Impact: “Did that work?”
SL: [after a lot of debate] “Well yes... kind of...”
Impact: “So what have you learned from the last time that you will do differently this time?”
SL: [after a lot of debate] “It seems we can’t agree on what we learned exactly... There is something about the culture we find it very difficult to change. We aren’t agile enough around here etc.....”
Most of our work on organisational change boils down to this; senior leaders knowing clearly what they need to do, but not knowing how to do it. Why? Because the how is all about people, and people are messy, complex, brilliant things.
Impact’s view on the how of organisational change is simple;
All organisational change is people learning to do work differently or learning to do different work.
Let’s break that down:
People
In our experience meaningful change only happens when people are empowered to own the change that needs to happen. Not just what needs to change, but also to understand the wider purpose that is driving that change. Involving people in change is not getting them into a room and telling then what is happening - it is collectively leaning into the unknown. It is stumbling together, failing together, and jointly working through process. It is flows of communication, pockets of excellence, it is liberating brilliance throughout an organisation.
Learning
Leaders can appear vulnerable when they don’t know the answers or what to do. But none of us have all the answers. How could we? There is too much data to process, and technology is changing the rules of the game faster than we can keep up.
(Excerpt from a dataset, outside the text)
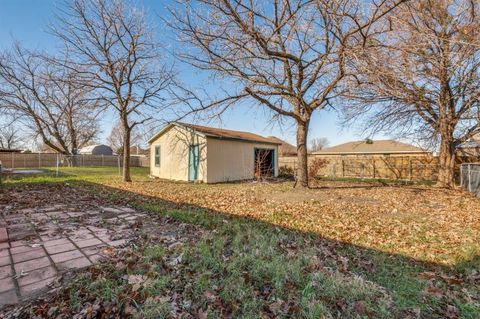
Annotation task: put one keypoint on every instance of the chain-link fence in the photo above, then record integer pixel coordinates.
(470, 177)
(37, 160)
Leading change is a process of leading learning. It is noticing patterns and not repeating the same approaches that we’ve always tried. It is participation, collaboration, talking together, learning together.
Work
Successful organisational change requires a laser-like focus on the work, and on the things that people in organisations are actually doing. Ultimately it is the work we want to change, and if the work that an organisation is doing isn't different in some way then there hasn’t been any meaningful change.
We hear leaders talk about how tough organisational culture is to change and culture is important, but in our experience culture is not something that can be influenced directly by senior management teams (“right we are off to change the culture....”). That’s because organisational culture is an emergent property of how work gets done. Start changing how things are done, and the culture will begin to move.
At the heart of what Impact has learned is that all successful organisational change happens when senior leaders focus on the specific work that needs to change, they give ownership of that change to those already doing the work, and they design the change method as a learning process for all involved and for the organisation as a whole.
We are living in a period of unprecedented technological, economic, and societal upheaval, and when the world is changing so must we. As leaders it is critical that we re-evaluate and transform our approaches to how to bring about organisational change. And we can.